5 de noviembre de 2011

L'eau Froide (1994)

Muchas películas hay sobre la adolescencia. En exceso de hecho. Los que más consumen películas son los jóvenes y es claro lo que eso produce en la línea de ensamblaje. Hay películas que toman grupos de adolescentes y sus peripecias, como American Graffiti y Dazed and Confused. Hay otras que son más estéticas e imaginativas como Submarine. Pero todas en general son pequeñas historias que transcurren en ese extraño y tormentoso cruce de peatón por carretera sin puente. En eso se mueven, en el adolescente y sus amigos, el adolescente y su familia, el adolescente y sus momentos dramáticos. Y no es que quiera menospreciar las pequeñas historias, para nada, nunca he creído que una película pueda ensalzarse nada más por un valor magnífico; ser una fotografía de un momento de la historia o un asunto más grande que la historia de sus personajes, sería una burda pretensión intelectual, un vomito sobre el presente, un odio a las cosas pequeñas de las que se disfruta sin sumar, como el católico que sermonea sobre el pecado carnal. Volviendo a lo anterior, L’eau Froide narra el rollo de estos dos adolescentes porque son adolescentes. No se trata tanto de ellos dos, o quizás sí se trata de ellos dos, pero lo peculiar que resalta en esta (tan repetida) historia es la narración visual sobre la adolescencia. No recuerdo haber visto película que la tome así, como objeto y tema al mismo tiempo. La familia, la policía y el colegio son una función; hacen parte del paquete para formar una idea más grande. Así como en su momento American Beauty le sacó la foto a la sociedad gringa, L’eau Froide es la foto de un francés a la turbulencia que todos vivimos en la pubertad. Esas ganas de escapar, de no hacer caso a la realidad que otros construyeron, querer irse, armar las maletas, viajar y construir otra cosa, algo más tuyo, más nuestro, en un consenso mutuo y no en la resignación de las cosas que nos tocaron.

Así como la misma funcionalidad que tienen los personajes y sus motivos es que se muestra un valor simbólico en los escenarios y sus elementos. Tomar la bicicleta y adentrarse en el bosque hasta llegar a esa casa en que todos fuman, bailan y escuchan música en la mitad de la nada. Escaparse de manicomios, escaparse del colegio, de los padres. Quemarlo todo en el éxtasis de la combustión. La pipa de la paz. La mujer que camina entre la gente cortándose el pelo, la mujer que después se desnuda en el río en la misma imagen purificadora que abre Last Days, la misma mujer que a la escena siguiente desaparece, dejando un papel en blanco y un río turbulento (por cierto un papel que corría libre, la actuación con más personalidad).
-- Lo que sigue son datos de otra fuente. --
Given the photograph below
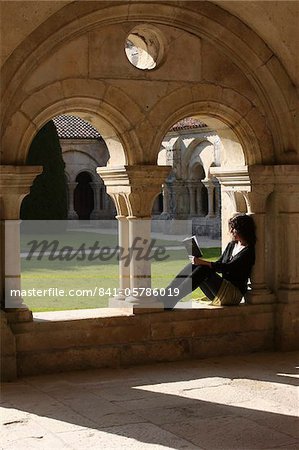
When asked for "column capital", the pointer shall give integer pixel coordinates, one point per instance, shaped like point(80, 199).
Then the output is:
point(255, 183)
point(15, 182)
point(134, 188)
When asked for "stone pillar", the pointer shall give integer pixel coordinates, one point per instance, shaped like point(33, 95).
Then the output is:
point(15, 182)
point(199, 206)
point(72, 215)
point(210, 188)
point(137, 186)
point(165, 199)
point(287, 254)
point(96, 213)
point(124, 267)
point(260, 292)
point(191, 189)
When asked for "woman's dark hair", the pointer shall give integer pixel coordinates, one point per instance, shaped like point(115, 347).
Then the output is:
point(244, 226)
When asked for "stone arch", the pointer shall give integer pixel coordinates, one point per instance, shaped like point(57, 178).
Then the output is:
point(219, 112)
point(83, 195)
point(205, 20)
point(190, 159)
point(40, 107)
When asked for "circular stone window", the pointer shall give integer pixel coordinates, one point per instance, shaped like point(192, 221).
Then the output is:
point(144, 47)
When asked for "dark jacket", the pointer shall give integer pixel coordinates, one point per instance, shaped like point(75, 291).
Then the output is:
point(237, 269)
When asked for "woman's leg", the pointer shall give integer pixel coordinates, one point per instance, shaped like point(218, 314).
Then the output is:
point(211, 285)
point(186, 282)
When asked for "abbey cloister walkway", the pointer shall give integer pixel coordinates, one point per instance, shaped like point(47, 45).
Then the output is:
point(235, 402)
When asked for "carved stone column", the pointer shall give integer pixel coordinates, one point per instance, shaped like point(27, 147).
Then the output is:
point(210, 188)
point(15, 182)
point(72, 215)
point(165, 198)
point(138, 186)
point(286, 248)
point(96, 213)
point(192, 199)
point(199, 205)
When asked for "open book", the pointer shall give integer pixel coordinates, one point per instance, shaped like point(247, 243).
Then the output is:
point(192, 246)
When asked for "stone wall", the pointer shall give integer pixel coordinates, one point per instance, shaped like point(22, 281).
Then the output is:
point(49, 346)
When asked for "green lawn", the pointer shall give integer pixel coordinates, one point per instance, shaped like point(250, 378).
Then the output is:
point(90, 275)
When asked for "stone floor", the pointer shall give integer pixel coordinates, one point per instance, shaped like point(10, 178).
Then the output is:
point(242, 402)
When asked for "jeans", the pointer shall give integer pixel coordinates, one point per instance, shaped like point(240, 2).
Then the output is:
point(190, 278)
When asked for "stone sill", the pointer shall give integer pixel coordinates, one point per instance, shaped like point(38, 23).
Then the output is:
point(196, 311)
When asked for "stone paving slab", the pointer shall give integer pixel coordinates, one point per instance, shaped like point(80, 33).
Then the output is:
point(247, 402)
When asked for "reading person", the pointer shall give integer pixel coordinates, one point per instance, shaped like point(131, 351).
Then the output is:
point(235, 265)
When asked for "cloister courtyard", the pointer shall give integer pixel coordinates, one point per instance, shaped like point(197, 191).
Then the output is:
point(191, 112)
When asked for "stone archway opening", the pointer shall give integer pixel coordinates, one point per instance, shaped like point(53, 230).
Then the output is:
point(83, 196)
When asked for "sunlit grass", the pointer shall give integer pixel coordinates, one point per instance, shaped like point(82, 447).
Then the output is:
point(91, 275)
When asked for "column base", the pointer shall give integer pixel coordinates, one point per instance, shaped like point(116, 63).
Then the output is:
point(120, 303)
point(16, 315)
point(136, 305)
point(259, 297)
point(287, 327)
point(145, 304)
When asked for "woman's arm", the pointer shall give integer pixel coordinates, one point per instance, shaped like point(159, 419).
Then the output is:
point(200, 262)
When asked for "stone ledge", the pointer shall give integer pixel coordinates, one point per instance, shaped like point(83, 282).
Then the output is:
point(48, 346)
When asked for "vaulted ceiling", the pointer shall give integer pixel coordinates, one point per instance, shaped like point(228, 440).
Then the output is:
point(276, 22)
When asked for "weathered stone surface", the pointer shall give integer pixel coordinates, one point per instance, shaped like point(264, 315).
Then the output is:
point(246, 402)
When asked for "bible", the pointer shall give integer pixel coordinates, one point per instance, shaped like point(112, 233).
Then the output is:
point(192, 246)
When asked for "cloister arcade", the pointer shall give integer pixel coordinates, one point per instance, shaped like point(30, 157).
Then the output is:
point(210, 66)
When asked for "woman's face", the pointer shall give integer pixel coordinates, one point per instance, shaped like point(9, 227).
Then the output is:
point(235, 235)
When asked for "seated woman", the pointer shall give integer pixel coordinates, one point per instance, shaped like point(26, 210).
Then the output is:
point(235, 265)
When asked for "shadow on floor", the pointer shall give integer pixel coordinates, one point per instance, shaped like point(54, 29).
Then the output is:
point(246, 402)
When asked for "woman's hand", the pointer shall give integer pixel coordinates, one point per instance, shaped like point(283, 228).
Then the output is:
point(200, 262)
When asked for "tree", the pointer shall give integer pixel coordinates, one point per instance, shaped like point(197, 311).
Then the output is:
point(48, 194)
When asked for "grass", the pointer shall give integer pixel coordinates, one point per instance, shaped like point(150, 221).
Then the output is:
point(91, 275)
Todo eso se sobrepone a los personajes, pero en equilibrio, no se convierte en un ensayo sobre la adolescencia ni tampoco en estas películas donde los personajes se quedan en los adjetivos, claro que tienen función, pero el desplante y el diálogo sale natural, uno se lo cree, no parece la lectura de una caja de pastillas, es la justa interpretación. Assayas tiene eso, como si grabara muy tranquilo, mientras se toma la once, entre una taza de café y un pan con mantequilla.